Tuesday, April 20, 2010

A question about the conic representation of the power function.

My previous blog item discussed how to represent the set

x^5/3 <= t, x>=0

using linear and quadratic cones. Now the book by Ben-Tal and Nemirovski shows how to represent the set

x^p/q <= t , x>=0       (1)

using conic quadratic cones where p and q are integers and p>=q>=1 which much more general than my example of course. Now the method suggested by Ben-Tal and Nemirovsky is not optimal in a complexity sense. Hence, I do not think it leads to the minimal number of quadratic cones.
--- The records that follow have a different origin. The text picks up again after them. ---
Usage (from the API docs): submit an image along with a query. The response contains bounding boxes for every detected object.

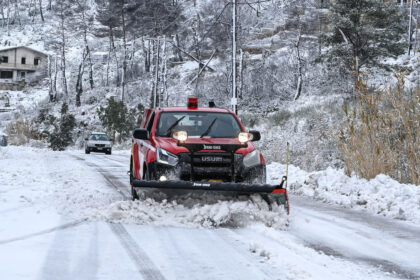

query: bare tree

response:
[294,29,303,100]
[48,55,53,101]
[57,1,69,97]
[142,36,151,72]
[407,0,415,55]
[75,50,87,107]
[95,0,122,87]
[153,37,160,108]
[13,0,20,26]
[6,0,10,36]
[76,0,94,89]
[39,0,44,22]
[161,36,168,106]
[49,56,58,102]
[120,0,127,103]
[0,0,5,29]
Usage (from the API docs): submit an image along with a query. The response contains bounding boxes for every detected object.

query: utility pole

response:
[231,0,237,114]
[153,37,160,108]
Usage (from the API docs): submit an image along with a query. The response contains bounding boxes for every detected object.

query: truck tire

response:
[130,158,139,201]
[131,186,139,200]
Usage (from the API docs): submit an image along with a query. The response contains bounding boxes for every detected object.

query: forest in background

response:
[0,0,418,183]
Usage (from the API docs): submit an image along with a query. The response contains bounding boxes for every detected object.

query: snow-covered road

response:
[1,147,419,280]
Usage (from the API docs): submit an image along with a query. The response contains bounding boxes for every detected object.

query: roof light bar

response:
[187,97,198,109]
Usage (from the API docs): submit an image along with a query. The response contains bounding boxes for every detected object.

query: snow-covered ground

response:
[1,146,420,279]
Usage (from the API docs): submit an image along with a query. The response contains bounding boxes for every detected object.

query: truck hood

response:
[153,137,255,155]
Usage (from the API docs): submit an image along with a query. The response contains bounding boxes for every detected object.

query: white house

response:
[0,46,48,90]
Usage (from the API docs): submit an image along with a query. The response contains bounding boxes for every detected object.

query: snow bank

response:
[268,162,420,223]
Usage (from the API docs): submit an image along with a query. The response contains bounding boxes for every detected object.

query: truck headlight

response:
[157,148,179,166]
[243,150,261,168]
[238,132,253,144]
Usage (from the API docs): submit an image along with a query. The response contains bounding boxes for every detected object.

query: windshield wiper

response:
[164,116,185,137]
[200,118,218,138]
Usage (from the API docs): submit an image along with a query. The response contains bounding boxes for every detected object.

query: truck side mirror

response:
[133,128,149,140]
[84,137,88,141]
[249,130,261,141]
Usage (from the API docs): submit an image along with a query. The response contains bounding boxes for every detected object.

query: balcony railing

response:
[0,63,40,70]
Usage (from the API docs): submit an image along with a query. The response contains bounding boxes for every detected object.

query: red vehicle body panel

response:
[132,106,262,180]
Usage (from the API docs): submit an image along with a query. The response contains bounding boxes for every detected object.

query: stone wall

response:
[0,81,25,91]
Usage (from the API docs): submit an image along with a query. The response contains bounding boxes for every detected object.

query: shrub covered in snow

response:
[97,96,139,142]
[48,103,76,151]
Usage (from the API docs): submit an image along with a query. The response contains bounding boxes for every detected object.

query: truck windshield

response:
[156,112,242,138]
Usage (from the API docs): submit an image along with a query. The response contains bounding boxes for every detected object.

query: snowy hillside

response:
[0,0,417,172]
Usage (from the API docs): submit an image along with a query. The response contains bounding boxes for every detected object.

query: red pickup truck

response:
[129,98,289,212]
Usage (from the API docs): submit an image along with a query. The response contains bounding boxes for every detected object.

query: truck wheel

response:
[130,158,139,200]
[131,186,139,201]
[85,148,90,154]
[106,150,112,155]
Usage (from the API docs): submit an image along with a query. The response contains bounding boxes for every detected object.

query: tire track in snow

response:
[302,242,420,280]
[71,154,130,199]
[110,223,166,280]
[290,199,420,280]
[0,205,31,214]
[292,196,420,242]
[72,152,166,280]
[0,219,87,245]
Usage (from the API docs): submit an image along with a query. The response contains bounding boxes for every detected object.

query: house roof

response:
[0,46,49,56]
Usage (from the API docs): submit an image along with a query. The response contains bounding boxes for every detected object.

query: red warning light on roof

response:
[187,97,198,109]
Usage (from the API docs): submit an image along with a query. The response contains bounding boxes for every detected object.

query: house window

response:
[0,71,13,79]
[21,57,26,64]
[34,58,41,66]
[1,56,8,63]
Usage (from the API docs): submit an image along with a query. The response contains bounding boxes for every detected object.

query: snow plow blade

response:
[132,176,289,213]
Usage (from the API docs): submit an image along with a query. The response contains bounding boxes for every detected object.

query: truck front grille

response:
[177,152,244,181]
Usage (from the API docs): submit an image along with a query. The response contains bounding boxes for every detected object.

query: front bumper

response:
[88,147,111,153]
[148,153,266,183]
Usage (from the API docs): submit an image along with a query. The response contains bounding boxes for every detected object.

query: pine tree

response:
[97,97,137,141]
[49,103,76,151]
[323,0,406,79]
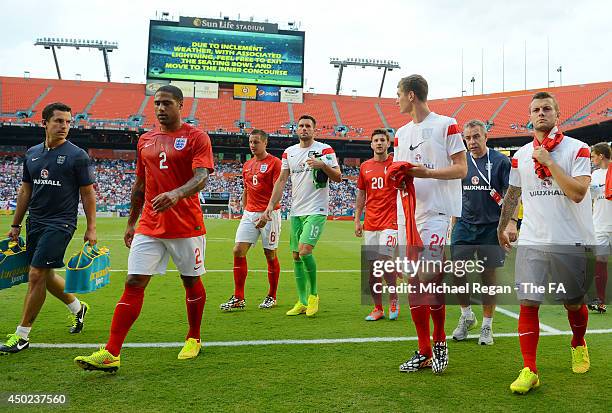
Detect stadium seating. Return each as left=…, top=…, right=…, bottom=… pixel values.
left=0, top=76, right=610, bottom=138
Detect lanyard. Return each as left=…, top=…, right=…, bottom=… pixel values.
left=470, top=149, right=491, bottom=187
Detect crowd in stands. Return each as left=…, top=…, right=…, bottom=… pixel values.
left=0, top=157, right=361, bottom=216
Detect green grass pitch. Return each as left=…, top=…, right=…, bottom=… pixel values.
left=0, top=217, right=610, bottom=412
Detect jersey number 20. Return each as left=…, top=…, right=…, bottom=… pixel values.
left=371, top=177, right=384, bottom=189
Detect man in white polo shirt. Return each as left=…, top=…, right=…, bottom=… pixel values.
left=498, top=91, right=594, bottom=395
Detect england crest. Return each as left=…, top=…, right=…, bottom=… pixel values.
left=174, top=137, right=187, bottom=150
left=56, top=155, right=66, bottom=165
left=259, top=164, right=268, bottom=173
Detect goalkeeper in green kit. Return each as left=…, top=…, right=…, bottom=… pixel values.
left=258, top=115, right=341, bottom=316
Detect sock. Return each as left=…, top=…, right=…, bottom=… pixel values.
left=382, top=271, right=398, bottom=303
left=518, top=305, right=540, bottom=373
left=301, top=254, right=318, bottom=296
left=567, top=304, right=588, bottom=348
left=293, top=259, right=308, bottom=305
left=16, top=326, right=31, bottom=340
left=266, top=257, right=280, bottom=299
left=594, top=261, right=608, bottom=303
left=461, top=305, right=472, bottom=317
left=185, top=278, right=206, bottom=341
left=233, top=256, right=248, bottom=300
left=106, top=284, right=145, bottom=356
left=409, top=304, right=432, bottom=357
left=482, top=316, right=493, bottom=328
left=369, top=272, right=383, bottom=309
left=67, top=298, right=81, bottom=315
left=430, top=305, right=446, bottom=342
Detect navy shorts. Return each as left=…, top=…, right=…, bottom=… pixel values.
left=26, top=224, right=74, bottom=269
left=451, top=220, right=505, bottom=268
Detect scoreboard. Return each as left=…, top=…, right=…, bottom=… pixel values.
left=146, top=16, right=305, bottom=88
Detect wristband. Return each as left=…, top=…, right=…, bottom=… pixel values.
left=11, top=224, right=22, bottom=228
left=510, top=218, right=519, bottom=224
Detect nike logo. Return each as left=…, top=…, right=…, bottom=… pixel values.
left=193, top=266, right=202, bottom=271
left=187, top=297, right=202, bottom=303
left=518, top=332, right=535, bottom=336
left=365, top=170, right=373, bottom=173
left=409, top=141, right=424, bottom=151
left=16, top=342, right=28, bottom=350
left=46, top=261, right=54, bottom=265
left=143, top=142, right=155, bottom=148
left=116, top=303, right=131, bottom=307
left=409, top=306, right=421, bottom=310
left=32, top=157, right=40, bottom=161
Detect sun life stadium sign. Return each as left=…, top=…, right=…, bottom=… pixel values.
left=179, top=16, right=279, bottom=34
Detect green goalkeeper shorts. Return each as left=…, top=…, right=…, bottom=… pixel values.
left=290, top=215, right=327, bottom=252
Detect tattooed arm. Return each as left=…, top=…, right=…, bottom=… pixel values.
left=497, top=185, right=521, bottom=251
left=151, top=168, right=209, bottom=213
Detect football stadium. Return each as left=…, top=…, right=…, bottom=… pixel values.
left=0, top=2, right=611, bottom=411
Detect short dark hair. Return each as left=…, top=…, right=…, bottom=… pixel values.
left=250, top=129, right=268, bottom=141
left=397, top=74, right=428, bottom=101
left=42, top=102, right=71, bottom=122
left=298, top=114, right=316, bottom=127
left=155, top=85, right=183, bottom=102
left=592, top=142, right=611, bottom=159
left=531, top=91, right=559, bottom=114
left=370, top=128, right=390, bottom=141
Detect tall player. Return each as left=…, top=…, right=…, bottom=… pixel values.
left=498, top=92, right=593, bottom=394
left=394, top=75, right=467, bottom=374
left=74, top=85, right=214, bottom=371
left=260, top=115, right=341, bottom=317
left=220, top=129, right=282, bottom=311
left=354, top=129, right=399, bottom=321
left=589, top=142, right=611, bottom=313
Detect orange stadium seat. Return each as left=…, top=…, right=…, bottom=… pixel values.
left=194, top=90, right=242, bottom=132
left=87, top=84, right=145, bottom=120
left=1, top=78, right=49, bottom=113
left=291, top=94, right=338, bottom=135
left=245, top=100, right=290, bottom=133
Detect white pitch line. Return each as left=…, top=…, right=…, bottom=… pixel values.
left=53, top=269, right=360, bottom=273
left=494, top=305, right=562, bottom=333
left=30, top=329, right=612, bottom=349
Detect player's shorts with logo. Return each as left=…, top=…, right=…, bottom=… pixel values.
left=364, top=229, right=398, bottom=259
left=515, top=245, right=587, bottom=303
left=594, top=231, right=611, bottom=256
left=128, top=233, right=206, bottom=276
left=235, top=209, right=281, bottom=249
left=25, top=220, right=74, bottom=269
left=398, top=212, right=449, bottom=262
left=450, top=220, right=505, bottom=268
left=290, top=214, right=326, bottom=252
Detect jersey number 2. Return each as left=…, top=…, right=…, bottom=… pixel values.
left=159, top=152, right=168, bottom=169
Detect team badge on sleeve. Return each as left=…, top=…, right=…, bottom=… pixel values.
left=174, top=137, right=188, bottom=150
left=260, top=164, right=268, bottom=173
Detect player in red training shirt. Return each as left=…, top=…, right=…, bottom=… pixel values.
left=355, top=129, right=400, bottom=321
left=220, top=129, right=282, bottom=311
left=75, top=85, right=214, bottom=371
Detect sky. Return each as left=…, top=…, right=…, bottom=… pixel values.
left=0, top=0, right=610, bottom=100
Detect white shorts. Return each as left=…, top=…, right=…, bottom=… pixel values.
left=398, top=212, right=450, bottom=261
left=364, top=229, right=398, bottom=259
left=594, top=231, right=612, bottom=256
left=515, top=245, right=587, bottom=303
left=235, top=210, right=281, bottom=250
left=127, top=234, right=206, bottom=277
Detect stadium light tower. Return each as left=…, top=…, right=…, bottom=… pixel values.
left=329, top=58, right=400, bottom=97
left=557, top=66, right=562, bottom=86
left=34, top=38, right=119, bottom=82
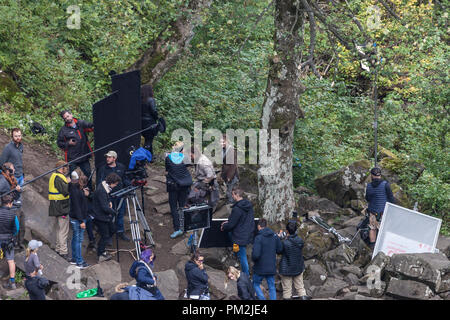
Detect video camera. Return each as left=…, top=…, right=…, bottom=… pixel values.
left=125, top=160, right=148, bottom=186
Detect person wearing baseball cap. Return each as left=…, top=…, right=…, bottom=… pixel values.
left=365, top=167, right=396, bottom=249
left=24, top=239, right=49, bottom=300
left=96, top=151, right=131, bottom=242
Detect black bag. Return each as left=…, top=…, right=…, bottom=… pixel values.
left=357, top=216, right=370, bottom=243
left=30, top=121, right=46, bottom=135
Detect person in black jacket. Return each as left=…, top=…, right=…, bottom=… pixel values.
left=141, top=85, right=160, bottom=155
left=93, top=172, right=121, bottom=262
left=0, top=194, right=18, bottom=290
left=96, top=150, right=131, bottom=242
left=221, top=186, right=255, bottom=275
left=68, top=173, right=90, bottom=269
left=184, top=251, right=209, bottom=300
left=57, top=110, right=94, bottom=189
left=226, top=266, right=256, bottom=300
left=278, top=221, right=310, bottom=300
left=165, top=142, right=193, bottom=239
left=251, top=218, right=282, bottom=300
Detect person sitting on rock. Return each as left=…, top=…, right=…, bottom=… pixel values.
left=184, top=251, right=210, bottom=300
left=225, top=266, right=256, bottom=300
left=365, top=167, right=395, bottom=249
left=128, top=248, right=164, bottom=300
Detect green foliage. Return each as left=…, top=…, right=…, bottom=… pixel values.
left=0, top=0, right=447, bottom=232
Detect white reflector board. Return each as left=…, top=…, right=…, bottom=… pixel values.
left=373, top=202, right=441, bottom=259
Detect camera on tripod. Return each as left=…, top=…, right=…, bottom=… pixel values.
left=125, top=160, right=148, bottom=186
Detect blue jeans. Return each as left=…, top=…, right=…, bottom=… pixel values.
left=236, top=245, right=249, bottom=275
left=16, top=175, right=24, bottom=187
left=70, top=219, right=86, bottom=265
left=253, top=274, right=276, bottom=300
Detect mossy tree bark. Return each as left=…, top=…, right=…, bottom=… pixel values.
left=127, top=0, right=212, bottom=86
left=257, top=0, right=306, bottom=223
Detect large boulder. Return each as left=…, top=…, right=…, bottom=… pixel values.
left=386, top=278, right=434, bottom=300
left=81, top=260, right=123, bottom=297
left=154, top=269, right=179, bottom=300
left=314, top=160, right=371, bottom=208
left=303, top=232, right=335, bottom=260
left=436, top=235, right=450, bottom=259
left=310, top=278, right=349, bottom=299
left=21, top=186, right=55, bottom=246
left=385, top=253, right=450, bottom=293
left=322, top=244, right=357, bottom=265
left=303, top=260, right=328, bottom=286
left=15, top=244, right=89, bottom=300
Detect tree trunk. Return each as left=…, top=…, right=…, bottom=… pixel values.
left=257, top=0, right=306, bottom=223
left=126, top=0, right=212, bottom=86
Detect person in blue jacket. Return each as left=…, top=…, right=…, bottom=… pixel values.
left=251, top=218, right=282, bottom=300
left=128, top=248, right=165, bottom=300
left=184, top=251, right=209, bottom=300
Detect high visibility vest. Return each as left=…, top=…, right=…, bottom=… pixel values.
left=48, top=172, right=69, bottom=200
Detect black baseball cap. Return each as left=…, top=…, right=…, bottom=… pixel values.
left=370, top=167, right=382, bottom=176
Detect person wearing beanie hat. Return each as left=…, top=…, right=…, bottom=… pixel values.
left=165, top=142, right=192, bottom=239
left=128, top=249, right=165, bottom=300
left=24, top=240, right=48, bottom=300
left=365, top=167, right=396, bottom=249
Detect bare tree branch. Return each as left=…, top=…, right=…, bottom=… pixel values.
left=376, top=0, right=404, bottom=24
left=300, top=0, right=321, bottom=78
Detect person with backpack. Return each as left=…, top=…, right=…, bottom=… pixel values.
left=278, top=221, right=310, bottom=300
left=365, top=167, right=396, bottom=249
left=225, top=266, right=256, bottom=300
left=165, top=141, right=193, bottom=239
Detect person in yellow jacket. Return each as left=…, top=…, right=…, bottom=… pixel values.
left=48, top=160, right=71, bottom=260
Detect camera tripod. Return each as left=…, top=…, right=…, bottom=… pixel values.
left=112, top=185, right=154, bottom=261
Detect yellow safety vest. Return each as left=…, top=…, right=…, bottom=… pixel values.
left=48, top=172, right=69, bottom=200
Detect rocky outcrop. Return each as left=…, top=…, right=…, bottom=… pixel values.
left=385, top=253, right=450, bottom=293
left=386, top=278, right=434, bottom=300
left=314, top=160, right=371, bottom=208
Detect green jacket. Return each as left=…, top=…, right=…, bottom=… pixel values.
left=48, top=175, right=70, bottom=217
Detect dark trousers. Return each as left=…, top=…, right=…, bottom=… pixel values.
left=70, top=160, right=92, bottom=189
left=94, top=219, right=114, bottom=256
left=85, top=215, right=95, bottom=242
left=24, top=277, right=46, bottom=300
left=168, top=187, right=189, bottom=231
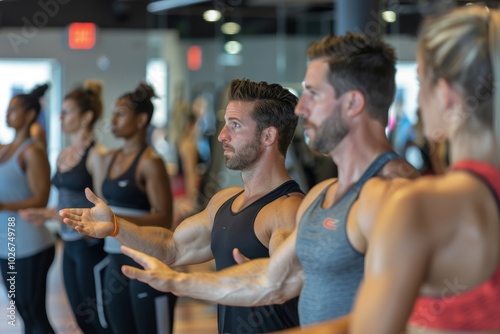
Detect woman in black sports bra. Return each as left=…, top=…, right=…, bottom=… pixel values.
left=99, top=82, right=176, bottom=334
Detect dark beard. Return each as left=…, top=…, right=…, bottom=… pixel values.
left=225, top=134, right=263, bottom=170
left=310, top=106, right=349, bottom=154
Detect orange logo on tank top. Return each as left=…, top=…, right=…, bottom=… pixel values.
left=323, top=218, right=339, bottom=230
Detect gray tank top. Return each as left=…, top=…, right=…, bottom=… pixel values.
left=0, top=140, right=55, bottom=259
left=295, top=152, right=399, bottom=325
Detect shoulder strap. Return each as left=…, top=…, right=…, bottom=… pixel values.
left=354, top=151, right=400, bottom=190
left=105, top=150, right=119, bottom=176
left=129, top=144, right=149, bottom=171
left=12, top=139, right=34, bottom=160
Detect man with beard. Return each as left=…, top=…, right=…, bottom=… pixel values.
left=60, top=78, right=304, bottom=333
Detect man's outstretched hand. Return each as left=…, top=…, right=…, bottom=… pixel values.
left=59, top=187, right=115, bottom=238
left=121, top=245, right=178, bottom=293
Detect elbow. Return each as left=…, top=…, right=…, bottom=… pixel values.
left=269, top=288, right=298, bottom=305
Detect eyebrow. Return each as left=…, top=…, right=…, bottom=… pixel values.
left=225, top=116, right=242, bottom=123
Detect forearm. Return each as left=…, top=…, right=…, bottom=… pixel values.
left=115, top=218, right=176, bottom=264
left=1, top=197, right=49, bottom=212
left=169, top=258, right=302, bottom=306
left=119, top=212, right=172, bottom=229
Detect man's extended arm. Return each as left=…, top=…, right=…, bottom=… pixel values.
left=122, top=228, right=304, bottom=306
left=60, top=188, right=214, bottom=266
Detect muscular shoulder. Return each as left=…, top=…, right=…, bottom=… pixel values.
left=261, top=190, right=304, bottom=219
left=359, top=177, right=413, bottom=209
left=205, top=187, right=243, bottom=219
left=379, top=158, right=420, bottom=180
left=356, top=177, right=414, bottom=238
left=371, top=174, right=468, bottom=240
left=139, top=148, right=166, bottom=171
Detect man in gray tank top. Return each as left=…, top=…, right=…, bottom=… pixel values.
left=62, top=33, right=419, bottom=328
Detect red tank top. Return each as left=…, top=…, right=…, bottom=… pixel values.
left=409, top=160, right=500, bottom=331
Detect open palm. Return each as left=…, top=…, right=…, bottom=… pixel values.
left=59, top=187, right=115, bottom=238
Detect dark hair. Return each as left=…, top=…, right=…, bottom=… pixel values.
left=119, top=82, right=156, bottom=125
left=14, top=83, right=49, bottom=123
left=307, top=33, right=397, bottom=126
left=64, top=79, right=104, bottom=128
left=228, top=79, right=298, bottom=156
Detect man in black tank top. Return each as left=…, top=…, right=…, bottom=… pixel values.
left=60, top=79, right=305, bottom=333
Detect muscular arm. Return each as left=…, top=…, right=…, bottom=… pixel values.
left=350, top=190, right=431, bottom=334
left=121, top=186, right=308, bottom=305
left=1, top=143, right=50, bottom=211
left=122, top=227, right=304, bottom=306
left=116, top=208, right=213, bottom=266
left=60, top=188, right=240, bottom=265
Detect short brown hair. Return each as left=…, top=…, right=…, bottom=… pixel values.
left=228, top=79, right=298, bottom=156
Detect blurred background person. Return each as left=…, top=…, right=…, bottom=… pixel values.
left=21, top=80, right=110, bottom=333
left=0, top=84, right=55, bottom=334
left=100, top=82, right=176, bottom=334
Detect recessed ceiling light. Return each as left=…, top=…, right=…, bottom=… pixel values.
left=221, top=22, right=241, bottom=35
left=224, top=41, right=242, bottom=54
left=203, top=10, right=221, bottom=22
left=381, top=10, right=397, bottom=23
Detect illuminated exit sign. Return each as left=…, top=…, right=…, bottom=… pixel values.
left=68, top=22, right=96, bottom=50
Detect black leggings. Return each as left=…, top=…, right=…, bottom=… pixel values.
left=63, top=238, right=111, bottom=334
left=104, top=253, right=177, bottom=334
left=1, top=246, right=55, bottom=334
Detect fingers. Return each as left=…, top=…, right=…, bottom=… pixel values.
left=20, top=209, right=46, bottom=224
left=121, top=246, right=154, bottom=269
left=59, top=210, right=83, bottom=225
left=85, top=187, right=104, bottom=206
left=18, top=209, right=30, bottom=220
left=233, top=248, right=251, bottom=264
left=59, top=208, right=83, bottom=219
left=122, top=265, right=146, bottom=280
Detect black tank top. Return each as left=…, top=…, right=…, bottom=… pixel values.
left=211, top=180, right=303, bottom=333
left=52, top=141, right=94, bottom=191
left=101, top=145, right=150, bottom=211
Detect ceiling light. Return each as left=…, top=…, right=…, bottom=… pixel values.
left=381, top=10, right=397, bottom=23
left=221, top=22, right=241, bottom=35
left=203, top=10, right=221, bottom=22
left=224, top=41, right=242, bottom=55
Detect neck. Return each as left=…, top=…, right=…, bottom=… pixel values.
left=240, top=154, right=291, bottom=198
left=331, top=121, right=393, bottom=195
left=121, top=135, right=147, bottom=155
left=69, top=129, right=93, bottom=147
left=13, top=128, right=31, bottom=144
left=449, top=128, right=500, bottom=167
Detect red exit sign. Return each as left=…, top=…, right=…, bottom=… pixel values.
left=68, top=23, right=96, bottom=50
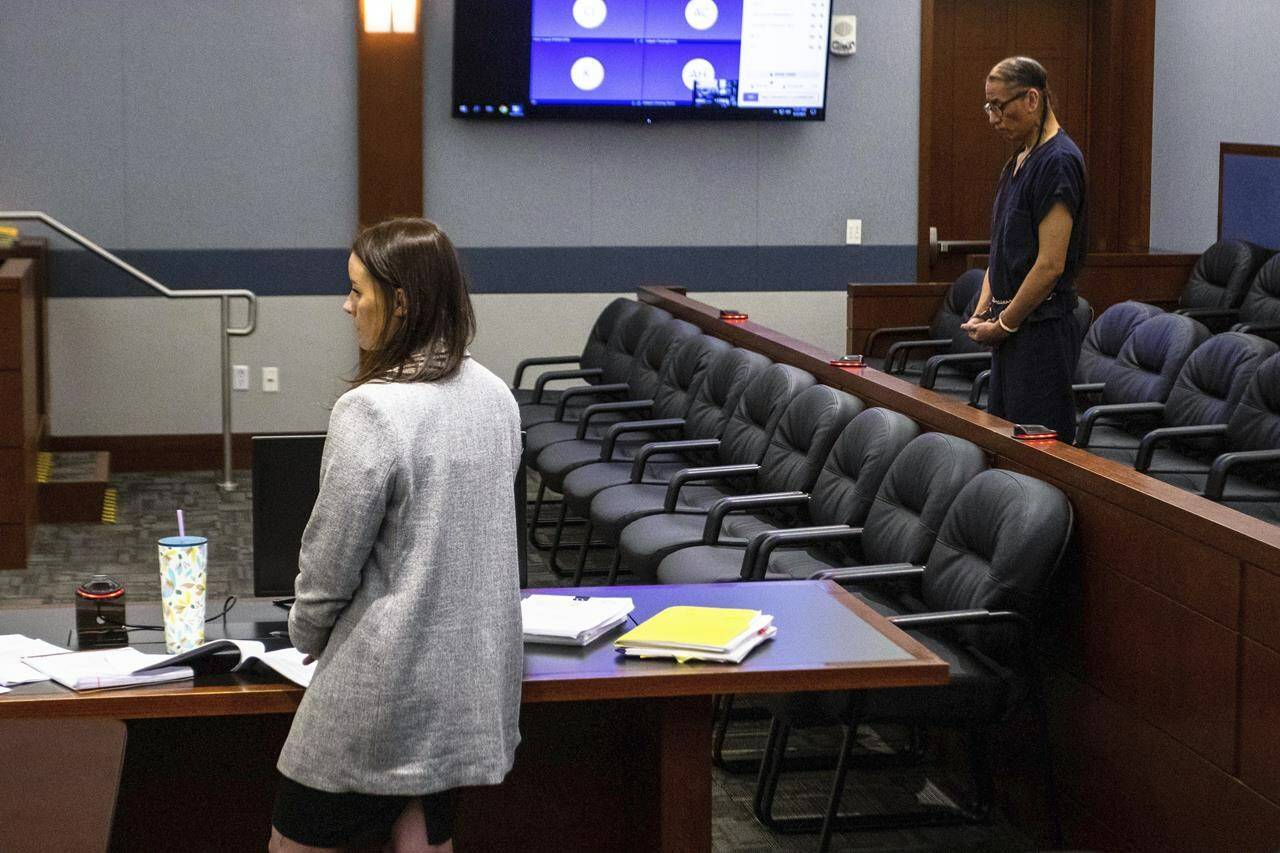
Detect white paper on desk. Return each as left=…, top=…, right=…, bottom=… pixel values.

Therefore, a natural question  is: What is the optimal conic quadratic representation of (1)?

Friday, April 16, 2010

Is x raised to the power 5/3 conic quadratic representable?

The set

   x^5/3 <= t, x,t>=0.0 

can be represented by

x^2    <= 2 s t,  s,t >= 0,
u         =     x,
v         =     s, 
z         =     v,
z^2   <= 2fg,  f,g > = 0,
f         =     0.5,
4 g      =     h,
h^2  <=  2uv,  u,v  >= 0.

I will leave it to reader to verify it is correct.

this particular set I have come up over again and again in financial applications. I suppose it has something to do with modeling of transactions costs.

An obvious question is why replace a simple problem but something that looks quite a bit complicated.
However, both in theory and practice the conic quadratic optimization problems is easier to solve then general convex problems.